Soutien public pour gagner la confiance
Par ailleurs, le 17e patron de l’instance footballistique depuis sa création a indiqué que « Djamel Belmadi veut la paix et la quiétude pour son équipe. C’est tout à fait normal et je le soutiens dans la défense de son équipe. » Cette déclaration a été faite dans la foulée de son avènement sur le trône fédéral jeudi dernier à l’issue de l’Assemblée générale avec 75 voix pour, 12 contres et 1 bulletin nul pour celui qui était unique candidat au poste.
Belmadi a longtemps voulu rester loin de l’enjeu politico-sportif de ce scrutin. Il avait publiquement et catégoriquement insisté pour que son nom ne soit pas récupéré par quiconque. Une précision qu’il avait déjà faite en février dernier depuis Sidi Bel-Abbès. A l’époque, certains noms ont commencé à évoquer la personne du driver des Fennecs telle une carte à faire valoir dans un gros poker menteur. Une partie terminée par la postulation d’un seul homme auxquels les autres lièvres ont dégagé la voie sur injonctions.

La qualif’ au Mondial vitale pour bien lancer le mandat
Naturellement, Amara et Belmadi seront « condamnés » à travailler ensemble. Le PDG de Madar Holding veut absolument commencer cette collaboration du bon pied. Et il ne veut pas froisser l’ancien entraîneur d’Al-Duhail (Qatar) qui n’a pas vraiment digéré le fait d’être contraint de travailler sans Zetchi avec lequel le courant passait parfaitement. Désormais, les jeux sont faits.
Place aux enjeux et les prochains défis qui attendent « El-Khadra » avec les éliminatoires, qui débutent en juin prochain, de la Coupe du Monde 2022.

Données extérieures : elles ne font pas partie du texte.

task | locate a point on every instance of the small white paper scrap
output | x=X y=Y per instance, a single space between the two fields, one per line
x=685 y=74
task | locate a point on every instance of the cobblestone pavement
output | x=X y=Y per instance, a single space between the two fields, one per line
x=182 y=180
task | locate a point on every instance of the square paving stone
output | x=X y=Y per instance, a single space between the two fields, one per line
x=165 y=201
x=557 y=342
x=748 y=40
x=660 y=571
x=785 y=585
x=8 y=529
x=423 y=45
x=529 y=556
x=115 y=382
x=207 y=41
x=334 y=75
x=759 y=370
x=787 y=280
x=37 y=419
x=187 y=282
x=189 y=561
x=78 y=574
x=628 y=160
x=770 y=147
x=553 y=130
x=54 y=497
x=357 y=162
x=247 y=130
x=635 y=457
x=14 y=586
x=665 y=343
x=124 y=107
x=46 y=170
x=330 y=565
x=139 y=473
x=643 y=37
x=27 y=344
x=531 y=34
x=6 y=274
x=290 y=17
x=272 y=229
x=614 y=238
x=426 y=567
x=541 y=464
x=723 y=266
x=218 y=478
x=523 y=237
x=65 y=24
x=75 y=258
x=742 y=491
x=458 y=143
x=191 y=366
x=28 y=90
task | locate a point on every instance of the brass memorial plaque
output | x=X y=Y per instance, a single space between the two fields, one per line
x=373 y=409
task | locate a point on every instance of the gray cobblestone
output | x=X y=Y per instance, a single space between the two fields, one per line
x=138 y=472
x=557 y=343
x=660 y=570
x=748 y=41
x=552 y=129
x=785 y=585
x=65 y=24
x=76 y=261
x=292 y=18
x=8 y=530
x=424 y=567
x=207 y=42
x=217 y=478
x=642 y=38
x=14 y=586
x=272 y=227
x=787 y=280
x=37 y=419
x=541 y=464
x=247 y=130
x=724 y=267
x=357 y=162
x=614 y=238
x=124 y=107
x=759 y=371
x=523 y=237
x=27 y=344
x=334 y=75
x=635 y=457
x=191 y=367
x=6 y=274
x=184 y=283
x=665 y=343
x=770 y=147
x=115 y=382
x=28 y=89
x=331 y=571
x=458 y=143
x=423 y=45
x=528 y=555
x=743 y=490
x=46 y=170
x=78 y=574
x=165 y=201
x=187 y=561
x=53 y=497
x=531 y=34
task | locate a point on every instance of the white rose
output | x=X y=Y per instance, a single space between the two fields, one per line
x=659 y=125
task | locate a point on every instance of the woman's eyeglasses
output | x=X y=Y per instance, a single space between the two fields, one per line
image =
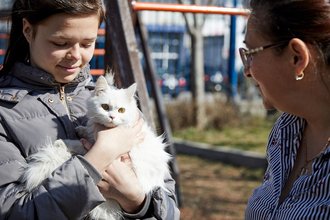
x=246 y=55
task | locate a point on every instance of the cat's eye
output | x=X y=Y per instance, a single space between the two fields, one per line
x=105 y=107
x=121 y=110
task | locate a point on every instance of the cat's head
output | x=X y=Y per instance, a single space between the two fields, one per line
x=111 y=106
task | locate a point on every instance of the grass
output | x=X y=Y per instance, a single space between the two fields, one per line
x=213 y=190
x=250 y=134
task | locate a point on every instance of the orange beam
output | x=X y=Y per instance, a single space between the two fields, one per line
x=97 y=72
x=150 y=6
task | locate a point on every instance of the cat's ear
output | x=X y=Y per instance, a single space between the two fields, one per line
x=131 y=90
x=101 y=85
x=110 y=76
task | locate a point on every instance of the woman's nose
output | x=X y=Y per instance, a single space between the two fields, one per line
x=247 y=72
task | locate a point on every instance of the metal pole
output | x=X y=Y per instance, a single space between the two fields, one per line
x=232 y=54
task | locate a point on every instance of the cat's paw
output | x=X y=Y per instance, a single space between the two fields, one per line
x=81 y=131
x=73 y=146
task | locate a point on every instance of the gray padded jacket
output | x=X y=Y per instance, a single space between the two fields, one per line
x=33 y=110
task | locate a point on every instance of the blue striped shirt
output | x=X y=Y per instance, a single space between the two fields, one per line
x=309 y=197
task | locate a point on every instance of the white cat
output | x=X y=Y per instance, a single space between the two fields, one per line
x=110 y=107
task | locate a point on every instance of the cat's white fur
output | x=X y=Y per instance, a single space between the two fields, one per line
x=149 y=158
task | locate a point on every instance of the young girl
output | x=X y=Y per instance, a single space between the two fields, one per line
x=44 y=85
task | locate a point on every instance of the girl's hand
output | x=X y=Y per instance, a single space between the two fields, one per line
x=113 y=142
x=120 y=183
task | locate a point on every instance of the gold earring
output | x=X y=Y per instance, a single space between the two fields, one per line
x=68 y=56
x=300 y=76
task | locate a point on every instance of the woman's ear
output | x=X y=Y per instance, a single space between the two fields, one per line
x=27 y=30
x=300 y=55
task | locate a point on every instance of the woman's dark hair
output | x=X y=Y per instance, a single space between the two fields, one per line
x=35 y=11
x=308 y=20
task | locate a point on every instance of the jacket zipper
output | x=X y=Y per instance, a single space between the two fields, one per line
x=63 y=100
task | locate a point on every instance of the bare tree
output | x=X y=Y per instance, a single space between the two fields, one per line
x=194 y=24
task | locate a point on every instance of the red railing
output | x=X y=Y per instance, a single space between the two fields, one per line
x=148 y=6
x=151 y=6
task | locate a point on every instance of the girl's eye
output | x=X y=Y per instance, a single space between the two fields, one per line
x=121 y=110
x=86 y=45
x=106 y=107
x=58 y=44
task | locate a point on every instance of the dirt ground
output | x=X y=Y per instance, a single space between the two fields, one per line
x=212 y=190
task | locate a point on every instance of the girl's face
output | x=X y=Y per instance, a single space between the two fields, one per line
x=62 y=44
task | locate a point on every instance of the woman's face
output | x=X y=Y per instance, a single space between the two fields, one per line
x=62 y=44
x=268 y=69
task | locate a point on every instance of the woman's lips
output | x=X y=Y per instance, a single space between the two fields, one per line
x=70 y=69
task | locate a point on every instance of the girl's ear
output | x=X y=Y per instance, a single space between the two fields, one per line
x=300 y=55
x=27 y=30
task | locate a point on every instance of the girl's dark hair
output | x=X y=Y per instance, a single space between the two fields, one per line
x=35 y=11
x=308 y=20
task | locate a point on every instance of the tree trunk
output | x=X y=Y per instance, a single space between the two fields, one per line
x=197 y=79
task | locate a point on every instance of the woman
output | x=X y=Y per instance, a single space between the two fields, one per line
x=288 y=57
x=44 y=84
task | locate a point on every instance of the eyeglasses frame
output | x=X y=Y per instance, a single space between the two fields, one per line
x=246 y=54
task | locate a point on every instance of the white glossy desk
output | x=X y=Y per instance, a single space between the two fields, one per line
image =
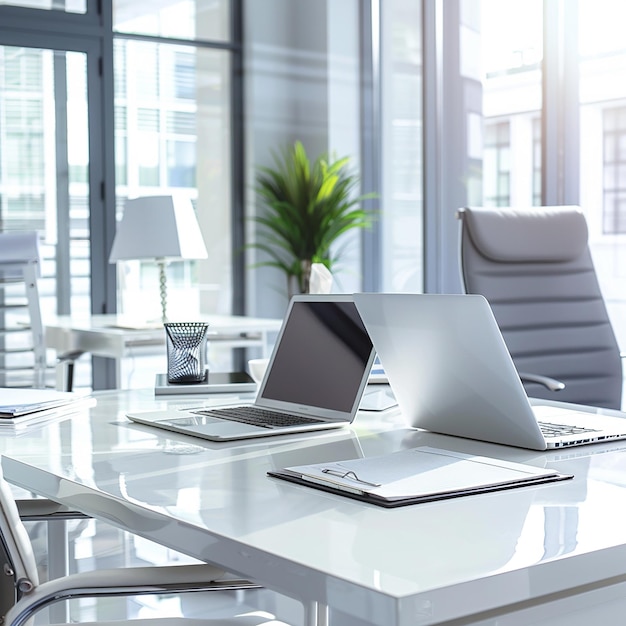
x=547 y=555
x=114 y=337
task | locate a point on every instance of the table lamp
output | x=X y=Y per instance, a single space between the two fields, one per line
x=163 y=228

Une échéance importante qui donnera les premiers contours du mandat d’Amara. Dans cette optique, le nouveau maître des lieux à Dely Brahim assure que « la Fédération algérienne de football est obligée de réunir toutes les conditions au sélectionneur national. En plus de cette obligation réglementaire, morale, et aussi l’obligation conditionnée par la réussite de notre sélection, il y a aussi un engagement personnel. Nous allons fournir au sélectionneur national tout ce dont il a besoin. Je l’ai maintes fois répété : nous allons donner les moyens pas seulement à l’équipe A, mais à toutes les sélections nationales. L’équipe nationale est la vitrine de l’Algérie. Belmadi a réussi de grands résultats avec elle. Nous sommes obligés de lui fournir tous les moyens pour qu’il continue à réaliser les bonnes performances et apporter de la joie au peuple algérien.»
Il est clair que le lancer avec une qualification pour le rendez-vous quadriennal reste le plus idéal des scénarios. Pour cela, il faudra que Belmadi travaille dans un bon environnement. Chose qu’Amara semble disposé à lui offrir. Il n’a pas forcément le choix à vrai dire.